As emphasis on recognizing and addressing the social determinants of health in the management of chronic conditions, results of the study, which found food security and high diet quality was linked to great diabetes control, offer clinicians a more intimate understanding of the role of food insecurity on risk of adverse outcomes in people with diabetes.
“In this nationally representative study among US adults with diabetes, food insecurity plus low diet quality was associated with higher HbA1c levels even after accounting for sociodemographic characteristics and health behaviors, with food insecurity having a greater impact on metabolic outcomes than low diet quality,” wrote investigators. “Healthcare providers treating adults with diabetes may consider including an assessment of food insecurity as a part of their overall approach to diabetes-related healthcare, particularly for their patients with suboptimal HbA1c and those living in low-income or under-resourced communities.”
As the role of lifestyle and social determinants of health in care of chronic disease have both grown in recent years, the impact of food insecurity and diet quality have become a greater focal point in research efforts than ever before.
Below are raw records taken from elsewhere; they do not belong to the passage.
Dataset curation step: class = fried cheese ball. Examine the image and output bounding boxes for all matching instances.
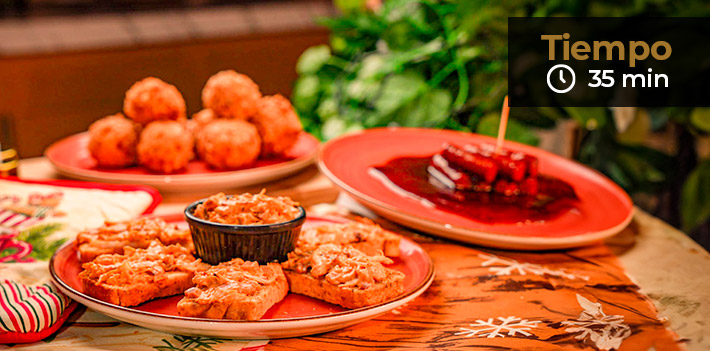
[138,121,194,173]
[89,113,140,168]
[185,108,216,137]
[197,119,261,169]
[251,94,303,156]
[202,70,261,119]
[123,77,185,126]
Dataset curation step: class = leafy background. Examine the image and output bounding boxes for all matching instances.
[292,0,710,248]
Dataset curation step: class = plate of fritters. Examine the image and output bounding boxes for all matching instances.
[45,70,319,191]
[49,215,434,339]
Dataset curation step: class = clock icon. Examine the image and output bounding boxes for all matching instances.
[547,64,576,94]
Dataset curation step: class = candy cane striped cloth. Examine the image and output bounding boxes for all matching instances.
[0,279,75,343]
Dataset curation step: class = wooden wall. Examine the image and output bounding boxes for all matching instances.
[0,29,328,158]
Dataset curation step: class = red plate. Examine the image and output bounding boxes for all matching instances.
[44,132,319,191]
[49,214,434,339]
[318,128,633,250]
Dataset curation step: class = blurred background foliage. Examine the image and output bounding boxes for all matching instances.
[292,0,710,247]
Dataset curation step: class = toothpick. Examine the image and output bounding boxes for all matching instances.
[496,95,510,154]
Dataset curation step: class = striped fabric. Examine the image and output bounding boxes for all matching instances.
[0,279,69,333]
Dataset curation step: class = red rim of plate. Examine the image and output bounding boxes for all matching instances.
[49,214,434,323]
[317,127,634,250]
[44,132,319,183]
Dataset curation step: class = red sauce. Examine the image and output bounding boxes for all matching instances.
[374,157,577,224]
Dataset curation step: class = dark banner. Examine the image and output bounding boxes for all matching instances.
[508,17,710,107]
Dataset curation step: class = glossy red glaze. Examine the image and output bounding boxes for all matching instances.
[375,157,577,224]
[319,128,633,238]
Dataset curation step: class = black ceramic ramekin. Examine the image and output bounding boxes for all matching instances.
[185,199,306,264]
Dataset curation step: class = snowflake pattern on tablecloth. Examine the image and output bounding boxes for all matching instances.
[478,254,589,280]
[562,294,631,351]
[454,316,542,338]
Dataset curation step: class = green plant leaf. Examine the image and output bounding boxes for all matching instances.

In the current study, a team from the US Centers for Disease Control and the National Institute of Diabetes and Digestive and Kidney Disease sought to examine how food insecurity might impact the risk of suboptimal glycemic control in adults with diabetes in the US. With this in mind, investigators designed their study as a series of cross-sectional analysis leveraging data obtained from adults aged 20 years and older who participated in the 2013-2018 survey cycles of the National Health and Nutrition Examination Surveys (NHANES).
From the NHANES, investigators obtained data related 2075 adults for inclusion in their analyses. This cohort had a mean age of 60.4 years, 53.0% were men, 15.3% were living below the poverty threshold, and 19.3% met criteria for being food insecure. For the purpose of analysis, questionnaire and diet quality was assessed using quartiles of the 2015 Healthy Eating Index. The primary outcome of interest was the association between household food insecurity and diet quality with optimal diabetes management, which was assessed using logistic regression models with adjustment for sociodemographic characteristics, healthcare utilization, smoking, medication for diabetes, blood pressure, or cholesterol, and body mass index.
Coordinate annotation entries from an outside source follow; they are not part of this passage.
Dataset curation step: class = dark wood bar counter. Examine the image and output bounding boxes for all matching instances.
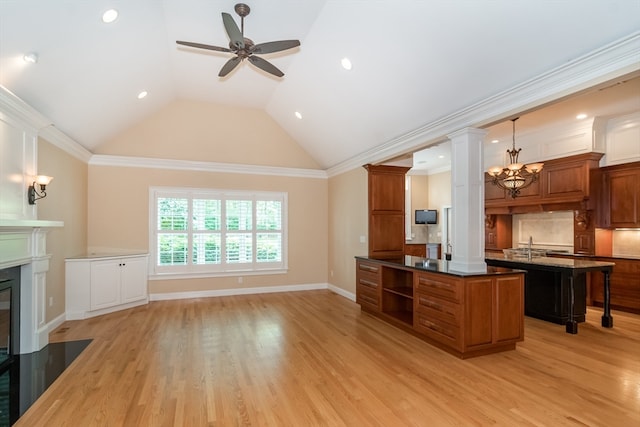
[356,256,525,358]
[486,254,615,334]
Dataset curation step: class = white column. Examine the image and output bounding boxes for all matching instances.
[447,128,487,273]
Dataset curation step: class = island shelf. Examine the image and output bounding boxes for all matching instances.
[356,256,524,358]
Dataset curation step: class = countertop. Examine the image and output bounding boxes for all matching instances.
[356,255,524,277]
[485,253,615,270]
[548,251,640,262]
[66,252,149,261]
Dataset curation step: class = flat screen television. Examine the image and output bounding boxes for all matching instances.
[416,209,438,224]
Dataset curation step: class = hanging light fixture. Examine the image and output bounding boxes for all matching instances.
[488,117,544,199]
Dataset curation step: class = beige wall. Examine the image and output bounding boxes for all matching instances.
[88,166,328,294]
[95,100,319,169]
[411,175,431,214]
[329,168,368,295]
[36,139,87,322]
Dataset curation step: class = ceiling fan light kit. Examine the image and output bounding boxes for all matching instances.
[176,3,300,77]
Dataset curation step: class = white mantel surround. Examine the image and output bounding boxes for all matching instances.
[0,220,64,354]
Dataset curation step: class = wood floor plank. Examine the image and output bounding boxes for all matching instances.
[16,291,640,427]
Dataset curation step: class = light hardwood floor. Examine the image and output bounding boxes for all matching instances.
[17,291,640,427]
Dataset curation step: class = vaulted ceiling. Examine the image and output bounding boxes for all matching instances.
[0,0,640,169]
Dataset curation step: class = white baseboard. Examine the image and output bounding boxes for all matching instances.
[149,283,355,301]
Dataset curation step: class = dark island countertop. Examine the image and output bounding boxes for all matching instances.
[485,253,615,270]
[356,255,524,277]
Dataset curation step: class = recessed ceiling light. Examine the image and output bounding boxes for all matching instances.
[22,52,38,64]
[102,9,118,24]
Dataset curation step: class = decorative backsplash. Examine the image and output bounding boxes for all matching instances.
[512,211,573,253]
[612,229,640,258]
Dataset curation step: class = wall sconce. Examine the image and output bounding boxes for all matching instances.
[27,175,53,205]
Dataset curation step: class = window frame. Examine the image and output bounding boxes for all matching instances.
[149,187,288,279]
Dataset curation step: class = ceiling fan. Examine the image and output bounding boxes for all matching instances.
[176,3,300,77]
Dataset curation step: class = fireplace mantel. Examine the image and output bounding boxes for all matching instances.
[0,220,64,354]
[0,219,64,232]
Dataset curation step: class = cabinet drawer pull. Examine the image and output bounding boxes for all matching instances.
[360,264,378,273]
[420,298,442,311]
[360,279,378,288]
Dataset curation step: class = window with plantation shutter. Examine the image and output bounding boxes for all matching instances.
[150,188,287,277]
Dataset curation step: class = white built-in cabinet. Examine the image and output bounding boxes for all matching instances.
[65,254,149,320]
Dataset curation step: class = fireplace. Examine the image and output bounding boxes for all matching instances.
[0,267,20,372]
[0,224,63,354]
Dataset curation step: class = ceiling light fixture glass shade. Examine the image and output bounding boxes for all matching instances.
[488,117,544,199]
[22,52,38,64]
[102,9,118,24]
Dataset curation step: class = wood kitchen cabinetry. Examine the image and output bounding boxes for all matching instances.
[592,162,640,228]
[404,243,427,258]
[364,165,410,258]
[484,214,512,251]
[356,257,524,358]
[485,153,602,214]
[65,254,148,320]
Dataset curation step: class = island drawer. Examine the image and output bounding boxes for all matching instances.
[414,292,461,326]
[415,273,463,303]
[413,312,460,349]
[356,261,381,276]
[356,273,380,310]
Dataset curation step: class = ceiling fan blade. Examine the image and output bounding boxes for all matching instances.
[222,12,244,49]
[249,56,284,77]
[218,56,242,77]
[251,40,300,54]
[176,40,231,52]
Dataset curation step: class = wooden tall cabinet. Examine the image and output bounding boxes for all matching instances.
[595,162,640,228]
[484,214,512,250]
[364,165,410,258]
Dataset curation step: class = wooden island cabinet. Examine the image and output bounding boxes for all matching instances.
[356,256,524,358]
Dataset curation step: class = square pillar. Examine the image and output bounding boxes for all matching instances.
[447,128,487,273]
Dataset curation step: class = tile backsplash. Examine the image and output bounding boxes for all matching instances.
[612,229,640,258]
[512,211,573,253]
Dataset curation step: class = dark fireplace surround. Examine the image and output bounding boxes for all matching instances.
[0,266,20,373]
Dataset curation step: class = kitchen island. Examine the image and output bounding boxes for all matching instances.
[356,256,524,358]
[486,254,615,334]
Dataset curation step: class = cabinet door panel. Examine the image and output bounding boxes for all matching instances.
[464,278,493,347]
[121,258,147,303]
[495,277,524,342]
[90,260,120,310]
[608,171,640,227]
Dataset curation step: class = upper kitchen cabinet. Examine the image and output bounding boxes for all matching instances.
[364,165,410,258]
[592,162,640,228]
[485,153,602,214]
Upon analysis, investigators found 17.6% of adults had both food insecurity and low diet quality, 14.2% had food insecurity and a high diet quality, 33.1% had food security and low diet quality, and 35.2% had food security and a high diet quality. Further analysis indicated those with food insecurity and low diet quality were significantly more likely to have an HbA1c of 7.0% or greater (OR, 1.85 [95% CI, 1.23-2.80]) and an HbA1c of 8.0% or greater (OR, 1.79 [95% CI, 1.04-3.08]) compared to those with food security and a high diet quality. Investigators also pointed out food insecurity and a high diet quality was significantly associated with elevated HbA1c and feed security with low diet quality was also associated with elevated HbA1c compared to food security and a high diet quality.
“Future research on food insecurity among adults with diabetes might focus on how food insecurity affects metabolic outcomes and address the multiple pathways that may contribute to these outcomes,” investigators added. “Healthcare delivery systems could link patients to social or food services as part of clinical care, in addition to point-of-care interventions that promote healthier lifestyles.”
This study, “Food insecurity, diet quality, and suboptimal diabetes management among US adults with diabetes,” was published in BMJ Open Diabetes Research & Care.